Was wohl der gute alte Fourier dazu sagen würde...
Wo hast du denn diese Theorie her, Ronny? Ist Fourier neuerdings überholt, seit ich aus der Schule bin? Ich bin der festen Meinung, daß ich eine solch umwälzende Neuerung in der Wärmeleitung mitbekommen hätte.

Gruß Patrick.



Nein nicht im selben Umfang!



Nur leicht erhöht!Es sollte nur den Unsinn der 2 Seiten verdeutlichen!
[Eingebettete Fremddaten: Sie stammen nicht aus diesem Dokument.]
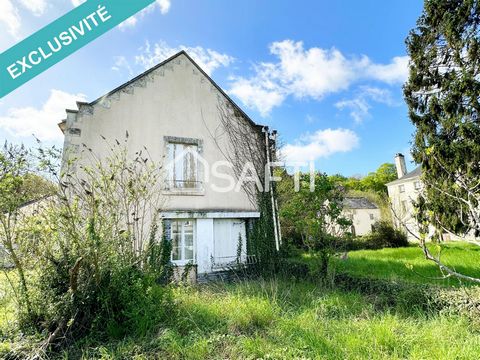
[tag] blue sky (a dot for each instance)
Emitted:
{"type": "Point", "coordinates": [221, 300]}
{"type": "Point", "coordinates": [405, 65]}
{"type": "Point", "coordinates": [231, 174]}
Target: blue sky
{"type": "Point", "coordinates": [326, 74]}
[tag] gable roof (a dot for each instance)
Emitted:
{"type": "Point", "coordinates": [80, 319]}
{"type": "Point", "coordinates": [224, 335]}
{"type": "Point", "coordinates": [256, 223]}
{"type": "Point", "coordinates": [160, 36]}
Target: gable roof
{"type": "Point", "coordinates": [358, 203]}
{"type": "Point", "coordinates": [412, 175]}
{"type": "Point", "coordinates": [182, 52]}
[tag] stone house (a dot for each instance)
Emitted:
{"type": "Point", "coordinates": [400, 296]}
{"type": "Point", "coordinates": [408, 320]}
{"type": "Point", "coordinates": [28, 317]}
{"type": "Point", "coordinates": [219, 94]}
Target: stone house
{"type": "Point", "coordinates": [402, 193]}
{"type": "Point", "coordinates": [185, 120]}
{"type": "Point", "coordinates": [362, 212]}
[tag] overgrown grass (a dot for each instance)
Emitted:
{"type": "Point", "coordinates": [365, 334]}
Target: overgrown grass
{"type": "Point", "coordinates": [285, 319]}
{"type": "Point", "coordinates": [410, 265]}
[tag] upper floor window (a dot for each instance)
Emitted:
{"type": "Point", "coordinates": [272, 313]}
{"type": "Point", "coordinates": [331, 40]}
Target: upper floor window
{"type": "Point", "coordinates": [183, 172]}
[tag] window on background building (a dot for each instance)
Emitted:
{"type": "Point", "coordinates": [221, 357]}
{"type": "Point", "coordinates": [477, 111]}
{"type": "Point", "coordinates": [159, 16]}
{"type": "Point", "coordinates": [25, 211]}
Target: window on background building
{"type": "Point", "coordinates": [183, 166]}
{"type": "Point", "coordinates": [182, 235]}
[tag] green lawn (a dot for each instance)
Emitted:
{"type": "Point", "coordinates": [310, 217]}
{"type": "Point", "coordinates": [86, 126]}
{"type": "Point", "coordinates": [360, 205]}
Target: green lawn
{"type": "Point", "coordinates": [280, 319]}
{"type": "Point", "coordinates": [285, 320]}
{"type": "Point", "coordinates": [410, 265]}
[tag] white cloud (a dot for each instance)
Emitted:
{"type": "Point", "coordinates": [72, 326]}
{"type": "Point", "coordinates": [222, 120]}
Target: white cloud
{"type": "Point", "coordinates": [37, 7]}
{"type": "Point", "coordinates": [41, 122]}
{"type": "Point", "coordinates": [163, 5]}
{"type": "Point", "coordinates": [121, 62]}
{"type": "Point", "coordinates": [321, 144]}
{"type": "Point", "coordinates": [360, 106]}
{"type": "Point", "coordinates": [209, 60]}
{"type": "Point", "coordinates": [9, 17]}
{"type": "Point", "coordinates": [309, 73]}
{"type": "Point", "coordinates": [394, 73]}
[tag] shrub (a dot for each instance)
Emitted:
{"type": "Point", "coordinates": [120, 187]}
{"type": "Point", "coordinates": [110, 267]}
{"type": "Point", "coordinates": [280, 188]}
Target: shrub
{"type": "Point", "coordinates": [97, 263]}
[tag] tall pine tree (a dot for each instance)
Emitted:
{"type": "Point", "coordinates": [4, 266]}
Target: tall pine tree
{"type": "Point", "coordinates": [443, 94]}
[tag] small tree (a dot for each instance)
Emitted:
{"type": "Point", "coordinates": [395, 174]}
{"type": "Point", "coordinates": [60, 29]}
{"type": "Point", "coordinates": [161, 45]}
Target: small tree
{"type": "Point", "coordinates": [316, 213]}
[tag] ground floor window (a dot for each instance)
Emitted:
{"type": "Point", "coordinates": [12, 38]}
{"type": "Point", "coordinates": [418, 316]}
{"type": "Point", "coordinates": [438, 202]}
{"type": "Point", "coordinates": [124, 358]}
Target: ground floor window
{"type": "Point", "coordinates": [182, 234]}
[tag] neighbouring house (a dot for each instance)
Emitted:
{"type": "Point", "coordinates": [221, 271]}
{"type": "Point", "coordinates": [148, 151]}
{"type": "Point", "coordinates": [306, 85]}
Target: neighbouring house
{"type": "Point", "coordinates": [402, 193]}
{"type": "Point", "coordinates": [362, 212]}
{"type": "Point", "coordinates": [187, 121]}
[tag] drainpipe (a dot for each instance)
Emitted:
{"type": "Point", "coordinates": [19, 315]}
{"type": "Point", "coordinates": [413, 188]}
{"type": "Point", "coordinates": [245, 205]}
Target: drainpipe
{"type": "Point", "coordinates": [274, 210]}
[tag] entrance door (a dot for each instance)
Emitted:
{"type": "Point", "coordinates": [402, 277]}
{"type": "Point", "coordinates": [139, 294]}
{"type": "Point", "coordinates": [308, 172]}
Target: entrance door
{"type": "Point", "coordinates": [229, 237]}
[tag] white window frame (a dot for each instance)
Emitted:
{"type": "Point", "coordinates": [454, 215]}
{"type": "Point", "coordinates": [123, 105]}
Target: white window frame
{"type": "Point", "coordinates": [182, 260]}
{"type": "Point", "coordinates": [171, 187]}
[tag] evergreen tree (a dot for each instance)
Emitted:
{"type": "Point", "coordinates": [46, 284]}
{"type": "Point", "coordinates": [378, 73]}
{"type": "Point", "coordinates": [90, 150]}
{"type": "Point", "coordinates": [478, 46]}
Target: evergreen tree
{"type": "Point", "coordinates": [443, 93]}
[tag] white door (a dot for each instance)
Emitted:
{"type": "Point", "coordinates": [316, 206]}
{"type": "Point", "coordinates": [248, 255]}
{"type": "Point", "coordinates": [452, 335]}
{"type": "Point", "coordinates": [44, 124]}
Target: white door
{"type": "Point", "coordinates": [229, 237]}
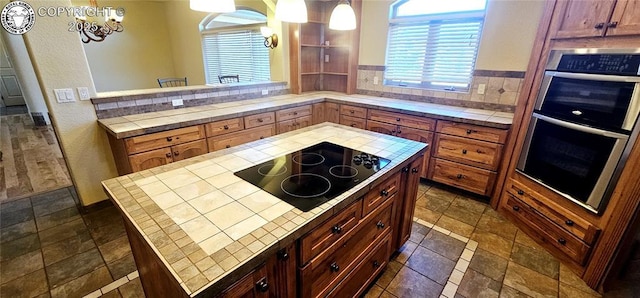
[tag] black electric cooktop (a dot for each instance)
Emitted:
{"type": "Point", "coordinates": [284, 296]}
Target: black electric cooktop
{"type": "Point", "coordinates": [314, 175]}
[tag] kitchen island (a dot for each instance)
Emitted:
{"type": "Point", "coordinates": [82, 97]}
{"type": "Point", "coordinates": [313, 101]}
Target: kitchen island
{"type": "Point", "coordinates": [198, 230]}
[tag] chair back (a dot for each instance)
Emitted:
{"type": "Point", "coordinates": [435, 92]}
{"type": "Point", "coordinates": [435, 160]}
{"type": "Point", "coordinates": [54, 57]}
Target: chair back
{"type": "Point", "coordinates": [229, 79]}
{"type": "Point", "coordinates": [172, 82]}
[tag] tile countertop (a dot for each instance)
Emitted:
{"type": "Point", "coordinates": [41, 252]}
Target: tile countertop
{"type": "Point", "coordinates": [133, 125]}
{"type": "Point", "coordinates": [210, 227]}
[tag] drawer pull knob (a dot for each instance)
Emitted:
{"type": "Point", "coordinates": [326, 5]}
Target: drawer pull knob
{"type": "Point", "coordinates": [262, 286]}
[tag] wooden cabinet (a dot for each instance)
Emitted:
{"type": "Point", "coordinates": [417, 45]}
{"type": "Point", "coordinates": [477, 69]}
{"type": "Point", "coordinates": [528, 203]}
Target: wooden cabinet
{"type": "Point", "coordinates": [151, 150]}
{"type": "Point", "coordinates": [410, 127]}
{"type": "Point", "coordinates": [466, 156]}
{"type": "Point", "coordinates": [591, 18]}
{"type": "Point", "coordinates": [321, 58]}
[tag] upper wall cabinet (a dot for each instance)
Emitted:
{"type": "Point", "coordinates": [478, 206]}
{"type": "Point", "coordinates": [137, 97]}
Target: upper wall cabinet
{"type": "Point", "coordinates": [322, 58]}
{"type": "Point", "coordinates": [592, 18]}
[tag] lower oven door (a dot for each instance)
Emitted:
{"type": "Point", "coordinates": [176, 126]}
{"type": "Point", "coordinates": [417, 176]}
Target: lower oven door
{"type": "Point", "coordinates": [579, 162]}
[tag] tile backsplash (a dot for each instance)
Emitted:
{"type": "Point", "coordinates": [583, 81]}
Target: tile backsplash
{"type": "Point", "coordinates": [502, 89]}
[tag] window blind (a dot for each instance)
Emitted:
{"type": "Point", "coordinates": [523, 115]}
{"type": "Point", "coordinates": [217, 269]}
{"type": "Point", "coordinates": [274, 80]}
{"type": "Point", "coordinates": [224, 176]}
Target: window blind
{"type": "Point", "coordinates": [236, 53]}
{"type": "Point", "coordinates": [438, 54]}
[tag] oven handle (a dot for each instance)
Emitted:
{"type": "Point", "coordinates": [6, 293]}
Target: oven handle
{"type": "Point", "coordinates": [593, 77]}
{"type": "Point", "coordinates": [587, 129]}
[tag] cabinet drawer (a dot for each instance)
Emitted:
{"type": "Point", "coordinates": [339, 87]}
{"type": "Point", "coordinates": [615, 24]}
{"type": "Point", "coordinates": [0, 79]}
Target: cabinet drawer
{"type": "Point", "coordinates": [164, 139]}
{"type": "Point", "coordinates": [223, 127]}
{"type": "Point", "coordinates": [472, 131]}
{"type": "Point", "coordinates": [353, 121]}
{"type": "Point", "coordinates": [329, 232]}
{"type": "Point", "coordinates": [259, 119]}
{"type": "Point", "coordinates": [547, 230]}
{"type": "Point", "coordinates": [472, 152]}
{"type": "Point", "coordinates": [150, 159]}
{"type": "Point", "coordinates": [288, 114]}
{"type": "Point", "coordinates": [188, 150]}
{"type": "Point", "coordinates": [332, 265]}
{"type": "Point", "coordinates": [381, 193]}
{"type": "Point", "coordinates": [365, 272]}
{"type": "Point", "coordinates": [241, 137]}
{"type": "Point", "coordinates": [403, 119]}
{"type": "Point", "coordinates": [469, 178]}
{"type": "Point", "coordinates": [352, 111]}
{"type": "Point", "coordinates": [579, 227]}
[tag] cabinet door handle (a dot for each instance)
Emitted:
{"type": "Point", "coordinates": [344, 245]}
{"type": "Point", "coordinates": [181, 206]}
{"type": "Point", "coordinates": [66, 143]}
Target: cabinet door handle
{"type": "Point", "coordinates": [262, 286]}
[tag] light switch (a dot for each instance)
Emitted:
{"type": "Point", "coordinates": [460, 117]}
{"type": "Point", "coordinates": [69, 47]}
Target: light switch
{"type": "Point", "coordinates": [84, 93]}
Wer beim Automobil mit Stark unterschiedlichem Luftdruck fährt, der fährt! Aber fährt er gut und ohne Konsequenz? Wenn du J. B. Fourier meinst, der ist seit 1830 Gott hab ihn seelig.
Woher? Ich gebe es ja zu mir Hilfe zu ergattern! mei Sister is Chemikerin in einem renom. Institut.
Mit der schließe ich mich manchmal kurz.

Gruß Ronny



@Ronny



Ich lese schon eine Weile mit.
Sag mal du bist so eifrig dabei mit Werten,Tips und Sprüchen.Ich meine du mußt es ja nicht raushängen lassen.
Du bist Meister und alle wissen das hier und deine Meinung ist ja auch wichtig.Aber immer wenn bestimmte Leut hier was schreiben mußt du mit Fachgeplapper aus deinem Buch was du wohl neben der Tastatur liegen hast ankommen.
Es gibt Leute die stehen darauf aber es gibt auch andere.

Also bleib mal locker



Ich halte es ebenfalls nicht für wirklich sinnvoll...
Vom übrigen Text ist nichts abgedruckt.